Web dyno types can listen to incoming http traffic by attaching their listener to the network port defined by the environment variable (e.g., config var) $PORT.

Creating a website

Often it's necessary for multiple apps with different responsibilities to exist under one domain for security, and simplicity. Akkeris supports the ability to create a website and direct traffic on a path (and its subpaths) to a specific app, while other apps receive traffic on a different paths. This is called HTTP reverse proxying.

An app can exist in more than one site. To create a site run:

aka sites:create

Creating a site does not implicitly begin routing traffic to any app, to route the traffic run:

aka routes:create -s -a myapp-space / /

This will route all traffic on to the app myapp-space. Optionally you can specificy sub-paths to direct traffic to a portion of your application. For example:

aka routes:create -s -a myv3apiapp-space /v3/api /api

In this example all of the traffic going to and all of its sub-paths would be rewritten to go to /api on the app myv3apiapp-space. This can be useful for managing diffferent versions of an API, hosting a UI and an API on the same domain or creating vanity domains for customers without having to manage separate deployments.

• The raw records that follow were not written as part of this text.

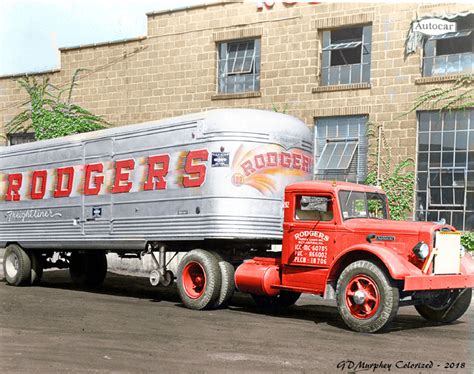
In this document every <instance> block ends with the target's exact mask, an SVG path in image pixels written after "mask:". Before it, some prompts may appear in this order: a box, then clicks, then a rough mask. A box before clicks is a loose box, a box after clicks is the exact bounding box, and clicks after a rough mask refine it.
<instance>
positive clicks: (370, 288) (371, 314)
mask: <svg viewBox="0 0 474 374" xmlns="http://www.w3.org/2000/svg"><path fill="white" fill-rule="evenodd" d="M379 304H380V293H379V289H378V287H377V284H376V283H375V281H374V280H373V279H372V278H370V277H368V276H367V275H357V276H355V277H353V278H352V279H351V280H350V281H349V283H348V285H347V287H346V305H347V307H348V308H349V311H350V312H351V314H352V315H353V316H354V317H355V318H359V319H367V318H370V317H372V316H373V315H374V314H375V312H376V311H377V309H378V307H379Z"/></svg>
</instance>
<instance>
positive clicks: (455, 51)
mask: <svg viewBox="0 0 474 374" xmlns="http://www.w3.org/2000/svg"><path fill="white" fill-rule="evenodd" d="M454 22H456V23H457V31H456V32H451V33H447V34H442V35H436V36H431V37H427V39H426V40H425V44H424V54H423V76H425V77H430V76H433V75H446V74H457V73H471V72H472V71H474V69H473V63H474V58H473V56H474V29H473V25H474V15H469V16H466V17H460V18H458V19H456V20H454Z"/></svg>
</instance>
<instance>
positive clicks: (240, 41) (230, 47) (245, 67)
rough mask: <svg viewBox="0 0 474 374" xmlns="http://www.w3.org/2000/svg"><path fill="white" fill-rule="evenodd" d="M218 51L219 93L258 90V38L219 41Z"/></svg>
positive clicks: (259, 70)
mask: <svg viewBox="0 0 474 374" xmlns="http://www.w3.org/2000/svg"><path fill="white" fill-rule="evenodd" d="M218 53H219V61H218V73H217V74H218V91H219V93H240V92H251V91H259V90H260V39H252V40H240V41H235V42H225V43H220V44H219V46H218Z"/></svg>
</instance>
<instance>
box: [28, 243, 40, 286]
mask: <svg viewBox="0 0 474 374" xmlns="http://www.w3.org/2000/svg"><path fill="white" fill-rule="evenodd" d="M29 255H30V260H31V285H32V286H36V285H37V284H39V282H41V278H42V277H43V263H42V259H41V254H40V253H37V252H33V251H30V253H29Z"/></svg>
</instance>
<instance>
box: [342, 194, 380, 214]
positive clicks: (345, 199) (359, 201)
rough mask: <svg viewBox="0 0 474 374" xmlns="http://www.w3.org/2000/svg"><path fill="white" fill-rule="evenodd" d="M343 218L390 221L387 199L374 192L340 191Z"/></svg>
mask: <svg viewBox="0 0 474 374" xmlns="http://www.w3.org/2000/svg"><path fill="white" fill-rule="evenodd" d="M339 200H340V202H341V211H342V218H344V219H350V218H377V219H388V212H387V202H386V201H387V198H386V196H385V195H384V194H379V193H373V192H358V191H340V192H339Z"/></svg>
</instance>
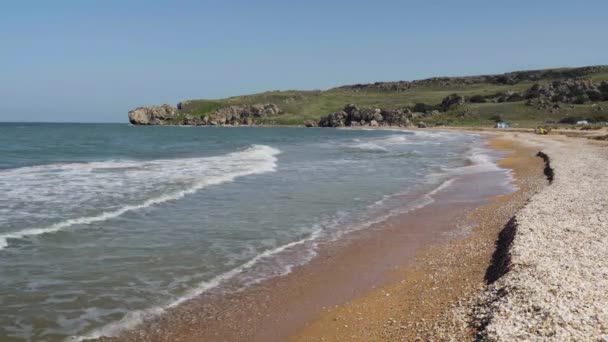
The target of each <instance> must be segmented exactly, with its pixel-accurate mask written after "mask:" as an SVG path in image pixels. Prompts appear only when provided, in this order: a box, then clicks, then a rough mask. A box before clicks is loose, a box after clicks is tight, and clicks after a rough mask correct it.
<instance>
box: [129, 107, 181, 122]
mask: <svg viewBox="0 0 608 342" xmlns="http://www.w3.org/2000/svg"><path fill="white" fill-rule="evenodd" d="M176 114H177V108H175V107H173V106H171V105H168V104H164V105H162V106H146V107H139V108H136V109H134V110H132V111H130V112H129V122H130V123H132V124H134V125H163V124H166V123H167V122H168V121H169V120H171V119H173V118H175V116H176Z"/></svg>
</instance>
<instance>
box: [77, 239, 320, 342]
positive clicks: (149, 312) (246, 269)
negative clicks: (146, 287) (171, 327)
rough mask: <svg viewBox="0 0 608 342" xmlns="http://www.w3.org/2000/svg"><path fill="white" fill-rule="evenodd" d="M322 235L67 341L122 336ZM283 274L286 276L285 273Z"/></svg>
mask: <svg viewBox="0 0 608 342" xmlns="http://www.w3.org/2000/svg"><path fill="white" fill-rule="evenodd" d="M320 234H321V230H320V229H319V230H316V231H314V232H312V233H311V234H310V235H309V236H308V237H305V238H303V239H300V240H297V241H293V242H290V243H287V244H284V245H281V246H279V247H277V248H274V249H269V250H266V251H264V252H262V253H260V254H258V255H256V256H255V257H253V258H252V259H250V260H249V261H247V262H246V263H244V264H242V265H240V266H238V267H236V268H233V269H231V270H230V271H227V272H225V273H222V274H220V275H217V276H215V277H214V278H212V279H210V280H208V281H204V282H201V283H200V284H199V285H198V286H197V287H195V288H193V289H191V290H190V291H188V292H186V293H185V294H184V295H182V296H181V297H179V298H177V299H175V300H173V301H171V302H168V303H166V304H165V305H159V306H154V307H150V308H148V309H144V310H137V311H132V312H130V313H129V314H127V315H125V317H123V318H122V319H121V320H120V321H117V322H113V323H110V324H107V325H105V326H103V327H101V328H99V329H95V330H93V331H92V332H91V333H89V334H87V335H84V336H73V337H70V338H68V339H67V340H66V341H70V342H73V341H84V340H88V339H98V338H101V337H104V336H105V337H112V336H116V335H118V334H120V333H121V332H123V331H126V330H130V329H134V328H136V327H137V326H139V325H140V324H141V323H143V322H144V321H145V320H147V319H150V318H153V317H156V316H158V315H161V314H162V313H164V312H166V311H167V310H168V309H171V308H174V307H176V306H178V305H180V304H182V303H184V302H186V301H188V300H190V299H193V298H196V297H198V296H200V295H202V294H203V293H205V292H207V291H209V290H211V289H213V288H215V287H217V286H219V285H221V284H222V283H224V282H226V281H228V280H230V279H232V278H234V277H235V276H237V275H239V274H241V273H243V272H244V271H246V270H247V269H250V268H252V267H253V266H255V265H256V264H257V263H258V262H260V261H261V260H263V259H266V258H269V257H271V256H273V255H276V254H279V253H281V252H284V251H286V250H288V249H290V248H292V247H295V246H298V245H302V244H304V243H306V242H309V241H313V240H315V239H317V238H318V237H319V236H320ZM289 270H291V268H289V269H288V270H287V271H286V273H289ZM283 274H285V272H284V273H283Z"/></svg>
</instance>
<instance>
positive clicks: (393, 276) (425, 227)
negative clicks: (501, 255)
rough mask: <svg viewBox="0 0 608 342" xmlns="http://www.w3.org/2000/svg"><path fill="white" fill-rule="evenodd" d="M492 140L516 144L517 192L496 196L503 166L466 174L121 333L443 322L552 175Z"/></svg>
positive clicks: (379, 338) (414, 325)
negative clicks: (133, 328)
mask: <svg viewBox="0 0 608 342" xmlns="http://www.w3.org/2000/svg"><path fill="white" fill-rule="evenodd" d="M492 146H493V147H494V148H496V149H499V150H505V151H507V150H508V151H514V153H512V154H511V155H510V156H509V157H507V158H505V159H503V160H502V161H501V165H502V166H504V167H508V168H512V169H513V170H514V175H515V177H516V184H517V185H518V186H519V190H517V191H516V192H514V193H512V194H509V195H501V196H496V194H497V193H499V192H500V191H501V187H497V186H496V183H497V180H496V179H495V176H488V175H486V176H485V177H484V176H480V175H474V176H471V175H469V176H466V175H465V176H462V177H460V178H458V179H456V180H455V181H454V183H453V184H452V185H451V186H450V187H447V188H446V189H444V190H442V191H439V192H437V193H436V194H435V195H434V200H435V202H434V203H432V204H430V205H428V206H426V207H424V208H421V209H417V210H414V211H411V212H408V213H404V214H400V215H397V216H393V217H391V218H389V219H388V220H386V221H384V222H381V223H378V224H375V225H373V226H371V227H370V228H368V229H365V230H362V231H358V232H353V233H349V234H348V235H345V236H344V238H343V239H342V240H340V241H338V242H334V243H326V244H322V245H320V246H319V254H318V256H317V257H316V258H315V259H313V260H312V261H311V262H310V263H308V264H305V265H303V266H299V267H296V268H294V270H293V271H292V272H291V273H290V274H288V275H286V276H282V277H276V278H272V279H269V280H267V281H263V282H261V283H259V284H256V285H253V286H251V287H249V288H247V289H246V290H244V291H240V292H236V293H231V294H220V293H215V292H213V291H212V292H210V293H207V294H204V295H202V296H200V297H199V298H196V299H194V300H190V301H188V302H186V303H184V304H182V305H180V306H178V307H176V308H173V309H170V310H169V311H168V312H167V313H165V314H163V315H162V316H160V317H158V318H156V319H154V320H153V321H150V322H147V323H146V324H144V325H143V326H142V327H140V328H139V329H136V330H133V331H129V332H126V333H124V334H123V335H121V336H119V337H118V338H116V340H120V341H124V340H131V341H285V340H289V339H293V340H297V341H316V340H318V341H325V340H327V341H346V340H348V341H353V340H358V341H370V340H403V339H405V340H410V339H415V338H416V337H417V336H418V337H424V336H426V337H429V336H432V335H433V334H434V332H436V333H437V334H439V333H441V331H445V329H443V330H442V329H436V328H435V325H436V324H438V323H439V322H441V321H443V319H442V314H447V312H448V311H447V310H446V308H449V307H450V306H451V305H452V304H455V303H457V302H458V300H459V299H462V298H465V297H467V296H468V295H470V294H471V293H472V292H473V291H474V290H475V289H479V288H480V287H481V286H483V285H484V284H485V283H484V276H485V273H486V270H487V268H488V266H489V265H490V261H491V259H492V253H493V252H494V249H495V248H494V242H495V241H496V239H497V236H498V233H499V231H500V230H501V229H502V227H503V226H504V225H505V224H506V223H507V221H508V220H509V218H510V217H511V216H513V214H514V213H515V211H516V210H517V209H519V208H520V207H521V206H522V205H523V204H524V203H525V202H526V200H527V199H528V198H529V197H530V196H531V195H532V194H533V193H535V192H536V191H538V189H539V188H540V187H542V186H543V184H544V182H545V180H544V177H543V175H542V166H543V162H542V160H541V159H539V158H536V157H535V156H534V155H535V154H536V152H537V151H536V150H534V149H529V148H524V147H521V146H518V145H516V144H514V143H512V142H508V141H506V140H500V139H494V140H493V141H492ZM421 195H422V194H421V193H417V194H409V195H406V196H404V198H403V200H404V201H406V202H407V201H408V200H410V201H411V200H413V199H415V198H417V197H419V196H421ZM446 329H447V328H446ZM456 330H457V329H456ZM461 330H462V329H461ZM462 331H463V332H462V333H463V334H465V333H467V331H466V329H465V330H462ZM104 340H109V339H104Z"/></svg>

Protecting your application

Applications may have requirements on who is allowed to access them over https. Akkeris can protect applications based on whether an incoming HTTP request to a site or app has a special token and whether the user is part of a role that is allowed to visit an app. JWT HTTP filters can protect apps and sites by looking for a token that has a "JWT" format. JWT HTTP Filters can be additionally set to include or exclude paths from authorization and to only allow users who are a specific "audience" (as described by the "aud" claim on the JWT token) to make requests.

Some applications may also have more permissive needs, such as permitting browsers to make requests to their API. CORS HTTP filters allow developers to indicate which apps, methods, headers, and origins are allowed to request their API for cross-origin requests.

HTTP filters are first created then attached to applications (using aka filters:create then aka filters:attach) to enforce the a policy across different systems while managing it from a central location. Changes in any filters are applied during deployments. This is especially useful for organizations that have a core team that manages authorization and authentication across all apps.

Going Global

Each application must be placed within a specific region. Any site or application must exist in the same region. While apps can be managed from one interface a region does impose some geographic limitations; all applications in a space must be in the same region, all applications in the same site must be in the same region, and finally addons are only available in specific regions, and an addon in a specific region may only be shared with other apps in the same region.

Regions provide boundaries for ensuring performance of applications is maintained, and that regionally considerations such as where data physically lies is clearer, in addition sites must take into consideration how they will geographically distribute themselves with different domains.

While regions impose limitations other workloads and tooling may operate across regions. For example, applications that exist in multiple regions in different spaces can be added to the same stage of a pipeline. The status checks within a pipeline are executed for every application within that pipeline (and consequenctially for every region). This allows engineers to deploy immediately to multiple regions seemlessly to an unlimited set of destinations, with the same checks, tests and assurances (within each region) you'd have when deploying to one region and one site.

Tying it all together

The concepts explained here can be thought of as creating, building and launching an application (or site), and those that involve the runtime maintenance and operation of applications (or sites).

From creating an application, to creating a site, to launching applications, Akkeris provides first-class automated mechanisms for building, scaling and maintaining applications in a globalized way.